MITRE ATT&CK Techniques
Machine Learning Pipeline to Predict MITRE Att&cks
Developed a machine learning pipeline to predict MITRE ATT&CK techniques based on categorical features from a cybersecurity dataset. This project combined cybersecurity domain knowledge with supervised ML to explore whether attack attributes (tools, targets, tags) could predict underlying adversarial techniques.
- Preprocessed a noisy, multi-label dataset from Kaggle, fixing inconsistent labels, handling missing targets, and applying dimensionality reduction through binning.

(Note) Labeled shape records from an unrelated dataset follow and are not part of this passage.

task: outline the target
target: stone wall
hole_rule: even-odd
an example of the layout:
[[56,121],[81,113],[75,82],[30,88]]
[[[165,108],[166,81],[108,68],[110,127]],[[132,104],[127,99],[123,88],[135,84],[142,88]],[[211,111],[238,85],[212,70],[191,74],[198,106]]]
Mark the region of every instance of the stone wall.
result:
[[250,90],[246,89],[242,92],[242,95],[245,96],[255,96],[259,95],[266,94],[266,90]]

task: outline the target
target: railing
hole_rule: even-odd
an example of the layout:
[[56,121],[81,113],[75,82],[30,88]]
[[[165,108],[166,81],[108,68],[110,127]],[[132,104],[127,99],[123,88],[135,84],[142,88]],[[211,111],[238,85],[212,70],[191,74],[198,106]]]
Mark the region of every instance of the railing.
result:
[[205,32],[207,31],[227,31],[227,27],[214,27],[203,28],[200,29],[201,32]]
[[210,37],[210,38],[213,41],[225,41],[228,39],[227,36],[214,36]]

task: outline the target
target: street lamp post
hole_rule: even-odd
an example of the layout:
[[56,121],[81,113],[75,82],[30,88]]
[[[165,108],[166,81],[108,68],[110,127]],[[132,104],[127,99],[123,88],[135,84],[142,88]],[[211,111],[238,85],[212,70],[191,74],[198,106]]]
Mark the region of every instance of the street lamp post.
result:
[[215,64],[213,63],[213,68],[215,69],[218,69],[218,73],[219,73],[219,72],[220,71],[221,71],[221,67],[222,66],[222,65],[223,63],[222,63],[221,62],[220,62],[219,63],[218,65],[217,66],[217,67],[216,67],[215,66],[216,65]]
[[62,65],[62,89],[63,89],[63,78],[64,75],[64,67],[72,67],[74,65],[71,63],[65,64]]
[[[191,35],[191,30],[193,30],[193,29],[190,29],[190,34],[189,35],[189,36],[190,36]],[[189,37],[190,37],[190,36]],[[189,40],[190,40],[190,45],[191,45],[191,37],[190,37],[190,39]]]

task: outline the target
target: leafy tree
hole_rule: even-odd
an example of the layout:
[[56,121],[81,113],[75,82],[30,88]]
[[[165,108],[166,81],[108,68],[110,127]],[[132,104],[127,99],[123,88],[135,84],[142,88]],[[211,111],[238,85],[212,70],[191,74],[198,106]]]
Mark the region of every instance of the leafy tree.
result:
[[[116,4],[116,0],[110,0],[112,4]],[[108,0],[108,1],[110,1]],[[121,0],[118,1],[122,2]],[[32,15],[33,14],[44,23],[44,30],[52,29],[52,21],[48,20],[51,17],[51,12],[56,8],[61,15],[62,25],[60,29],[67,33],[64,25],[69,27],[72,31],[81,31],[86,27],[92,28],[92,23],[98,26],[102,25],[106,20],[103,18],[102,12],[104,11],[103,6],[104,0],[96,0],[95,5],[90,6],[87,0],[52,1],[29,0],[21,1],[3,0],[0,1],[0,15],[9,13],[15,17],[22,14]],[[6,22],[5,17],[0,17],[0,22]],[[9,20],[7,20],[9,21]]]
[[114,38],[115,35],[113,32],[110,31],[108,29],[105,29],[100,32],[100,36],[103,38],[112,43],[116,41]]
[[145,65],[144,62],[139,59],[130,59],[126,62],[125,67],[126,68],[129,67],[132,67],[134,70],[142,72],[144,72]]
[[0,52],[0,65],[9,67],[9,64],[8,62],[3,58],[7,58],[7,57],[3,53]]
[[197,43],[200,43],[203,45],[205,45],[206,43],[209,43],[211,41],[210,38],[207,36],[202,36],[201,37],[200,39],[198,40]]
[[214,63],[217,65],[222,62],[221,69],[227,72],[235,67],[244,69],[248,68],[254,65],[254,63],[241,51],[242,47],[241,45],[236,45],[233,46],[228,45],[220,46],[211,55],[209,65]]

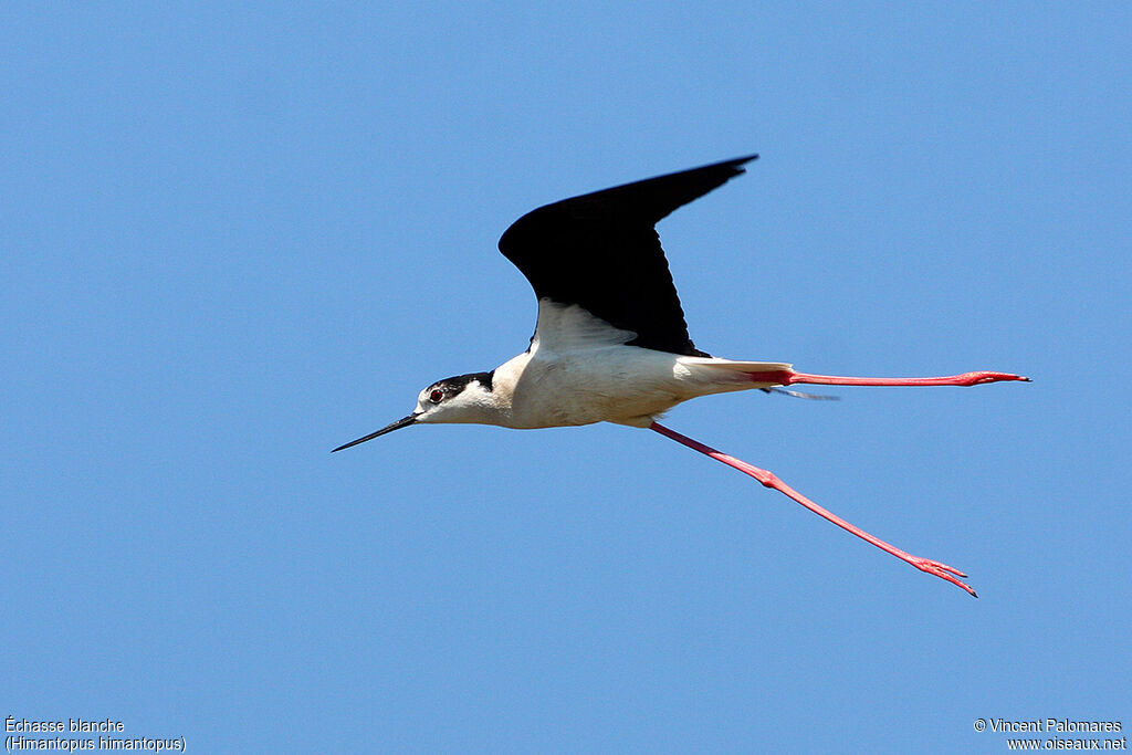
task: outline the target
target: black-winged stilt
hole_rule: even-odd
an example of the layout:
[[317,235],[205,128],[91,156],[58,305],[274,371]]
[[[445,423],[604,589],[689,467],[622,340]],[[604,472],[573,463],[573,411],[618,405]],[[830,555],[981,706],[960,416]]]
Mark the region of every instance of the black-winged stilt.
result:
[[894,548],[825,511],[771,472],[657,422],[676,404],[696,396],[770,391],[797,383],[970,386],[1029,379],[987,371],[928,378],[808,375],[784,362],[739,362],[696,349],[654,225],[743,173],[743,165],[757,156],[564,199],[521,217],[499,239],[499,250],[526,276],[539,299],[530,348],[490,372],[434,383],[421,391],[412,414],[334,451],[432,422],[507,428],[615,422],[649,428],[749,474],[877,548],[975,595],[958,578],[967,576],[962,572]]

- Engineered a custom preprocessing pipeline with
ColumnTransformer,OneHotEncoder, and aMultiLabelBinarizertransformer to handle categorical and list-type features. - Trained and compared multiple models:
- Naive Bayes (baseline, poor fit)
- Linear SGD (one-vs-rest) for high-dimensional classification
- LightGBM for gradient boosting on large, sparse features
- Conducted exploratory data analysis, revealing skewed distributions and unexpected co-occurrences (e.g., tools like Burp Suite mapping to specific techniques).
- Documented challenges such as RAM overload, training inefficiencies, and imbalance issues, with reflections on future improvements.
- Cybersecurity analytics (MITRE ATT&CK framework)
- Machine learning (multi-label classification, high-dimensional sparse features)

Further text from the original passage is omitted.